Il y a 200 ans, Louis Braille, jeune aveugle, inventait un système d’écriture et de lecture révolutionnaire qui aidera à l’émancipation de toute une partie de la population. Ces combinaisons de six points en reliefs sont utiles aux aveugles et malvoyants profonds, qui sont près de 207 000 en France aujourd’hui. Le centre de transcription et d’édition en braille (CTEB) recense 1,7 million de personnes atteintes d’un trouble de la vision en France.
Un marché réduit
Le système de distribution des livres braille est particulier, les acheteurs ne passant pas par des librairies mais s'adressant directement aux centres d'édition ou aux médiathèques.
Le CTEB est le premier organisme d’édition braille en France. D'après la fédération des aveugles de France, 300 000 personnes lisent le braille. Adeline Coursant, la directrice du centre, affirme : « C’est un petit marché, on estime que 15 000 à 20 000 personnes utilisent le braille dans la vie courante, mais ces personnes ont le droit d’avoir accès à la culture ».
Le marché se concentre sur quelques structures. Le CTEB est le principal producteur de livres en braille, suivi par des acteurs comme l'association ApiDV, Les éditions Le livre de l'aveugle, la médiathèque Valentin-Haüy. Des maisons d’édition telles que Mes mains en or, Les doigts qui rêvent et Benjamin Media sont spécialisés dans l'édition jeunesse.
200 ans du braille : un colloque à la BNF pour célébrer une révolution toujours en marche
D’après les chiffres du CTEB, en France, seuls 6 % des livres sont adaptés à l’usage des déficients visuels, 4 % seulement sont édités en braille et support papier. Le centre édite 200 livres de tous genres (roman policier, littérature, livres pratiques…) par an, et possède un catalogue de 2 700 références.

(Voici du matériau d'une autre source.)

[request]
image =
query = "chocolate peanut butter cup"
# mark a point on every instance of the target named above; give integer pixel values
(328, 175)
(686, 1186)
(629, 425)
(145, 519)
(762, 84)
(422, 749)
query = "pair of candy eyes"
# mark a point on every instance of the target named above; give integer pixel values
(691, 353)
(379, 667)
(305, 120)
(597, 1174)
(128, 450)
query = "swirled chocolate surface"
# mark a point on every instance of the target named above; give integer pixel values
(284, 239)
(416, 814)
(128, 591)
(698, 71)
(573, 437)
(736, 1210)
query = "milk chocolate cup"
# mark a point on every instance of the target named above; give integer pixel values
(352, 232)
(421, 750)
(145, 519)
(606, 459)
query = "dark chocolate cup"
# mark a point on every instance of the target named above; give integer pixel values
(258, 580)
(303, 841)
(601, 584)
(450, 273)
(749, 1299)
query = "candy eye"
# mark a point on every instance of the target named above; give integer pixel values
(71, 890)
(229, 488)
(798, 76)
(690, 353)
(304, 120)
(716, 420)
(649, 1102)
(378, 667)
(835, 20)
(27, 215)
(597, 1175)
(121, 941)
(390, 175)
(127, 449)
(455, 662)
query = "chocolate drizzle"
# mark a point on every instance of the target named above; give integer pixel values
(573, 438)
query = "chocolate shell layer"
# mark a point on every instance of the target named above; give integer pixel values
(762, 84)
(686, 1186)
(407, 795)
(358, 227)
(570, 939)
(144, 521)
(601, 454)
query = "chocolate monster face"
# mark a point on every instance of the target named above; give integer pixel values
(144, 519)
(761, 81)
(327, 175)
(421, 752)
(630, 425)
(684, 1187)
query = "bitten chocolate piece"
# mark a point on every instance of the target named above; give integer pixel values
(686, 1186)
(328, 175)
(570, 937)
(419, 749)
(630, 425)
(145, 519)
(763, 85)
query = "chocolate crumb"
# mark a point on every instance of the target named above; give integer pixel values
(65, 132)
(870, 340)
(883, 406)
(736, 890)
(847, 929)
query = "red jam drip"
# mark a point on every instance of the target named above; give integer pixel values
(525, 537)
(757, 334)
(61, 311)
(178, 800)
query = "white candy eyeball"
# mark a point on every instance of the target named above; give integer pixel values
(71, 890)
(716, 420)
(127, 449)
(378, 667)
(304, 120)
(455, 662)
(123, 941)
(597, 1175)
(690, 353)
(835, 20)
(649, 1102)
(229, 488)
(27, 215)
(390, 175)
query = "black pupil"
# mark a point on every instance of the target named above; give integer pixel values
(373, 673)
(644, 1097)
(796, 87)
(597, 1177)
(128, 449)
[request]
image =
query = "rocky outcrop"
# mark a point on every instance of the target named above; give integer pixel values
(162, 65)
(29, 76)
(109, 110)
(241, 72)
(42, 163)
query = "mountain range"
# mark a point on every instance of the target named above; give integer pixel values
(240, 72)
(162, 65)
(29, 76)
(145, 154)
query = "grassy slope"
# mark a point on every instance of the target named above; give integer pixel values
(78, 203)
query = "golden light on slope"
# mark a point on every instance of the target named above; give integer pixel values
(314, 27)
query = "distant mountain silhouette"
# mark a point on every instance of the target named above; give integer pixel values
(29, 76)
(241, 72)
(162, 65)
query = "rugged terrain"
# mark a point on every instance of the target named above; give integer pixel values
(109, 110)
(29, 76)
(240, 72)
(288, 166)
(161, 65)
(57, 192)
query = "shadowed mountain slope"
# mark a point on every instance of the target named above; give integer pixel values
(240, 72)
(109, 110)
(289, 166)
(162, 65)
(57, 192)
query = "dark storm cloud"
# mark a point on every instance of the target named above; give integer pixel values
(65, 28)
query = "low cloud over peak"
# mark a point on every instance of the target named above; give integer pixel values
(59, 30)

Céline Boeuf, bibliothécaire et adjointe au responsable de la médiathèque Valentin-Haüy, confirme que les livres les plus faciles à retranscrire et les plus demandés sont les livres de fiction adulte et jeunesse.
Le fossé entre l’édition classique et l’édition en braille est immense : le tirage moyen d’un livre classique s’élève à 5 000 exemplaires tandis qu'il est de cinq copies pour les livres en braille. Raison pour laquelle le centre d’édition fonctionne uniquement sur commande en ligne, afin de limiter les stocks.
Des coût de production élevés
La loi Lang de 1981 encadre le prix unique du livre, mais elle ne concerne pas les livres adaptés. Ceux écrits en braille sont beaucoup plus grands, souvent en plusieurs volumes et demandent environ trois semaines de travail. Alors évidemment, les prix sont plus élevés.
D’après le CTEB le prix de revient d'un livre en braille est estimé entre 700 et 900 euros, et pour des manuels scolaires, il faut compter 2 000 euros. Adeline Coursant déplore une aide du ministère de la Culture insuffisante de 20 000 euros, qui permet d’éditer uniquement 15 livres par an.
Depuis le 4 janvier 2023, le CTEB applique la loi sur le prix unique du livre aux livres en braille, ce qui revient à les produire à perte. Sur un livre vendu 10 euros en édition classique, la maison perd 740 euros son équivalent en braille. Ainsi, le centre doit se contenter de 200 nouveautés par an et se voit obligé de diversifier ses activités. Pour se maintenir à flot, le CTEB fait de la transcription en braille de documents à la demande (menus de restaurants, guide touristiques…) et de la transcription de relevés bancaires sous contrats (environ 8 000 par an).
Néanmoins ce respect du prix unique a fait bondir les ventes, les achats par des particuliers de livres en braille ont doublé depuis la première mise en place, en 2023.
Les maison d'édition associativesen difficultés
Pierre Marragou est président de ApiDV, une association qui a pour objectif d’accompagner les personnes malvoyantes dans leurs parcours et imprime des livres adaptés tout en essayant de promouvoir l’écriture en braille. Aujourd’hui les braillistes constituent 12 % de la population des personnes déficientes visuelles : « On ne se satisfait pas de ces 12 %, pour apprendre le braille il faut plus de livres en braille ».
Les associations ont la vie dure, aussi à cause de l’augmentation du prix du papier malgré le braille numérique qui réduit le coût. Ainsi les imprimeries ne peuvent compter que sur l’investissement de particuliers ou celui de mécènes.
Le braille numérique réduit largement les coûts de production mais n'est pas accessible à tout le monde, le matériel étant coûteux (3 000 à 10 000 euros) et nécessitant une formation adaptée. Néanmoins 1 255 livres ont été adaptés en braille numérique dans les collections de la Médiathèque Valentin-Haüy depuis le début de l’année 2025.
Les structures spécialisées sont unanimes, rien ne remplace la pratique du braille sur le livre papier qui reste difficile d'accès.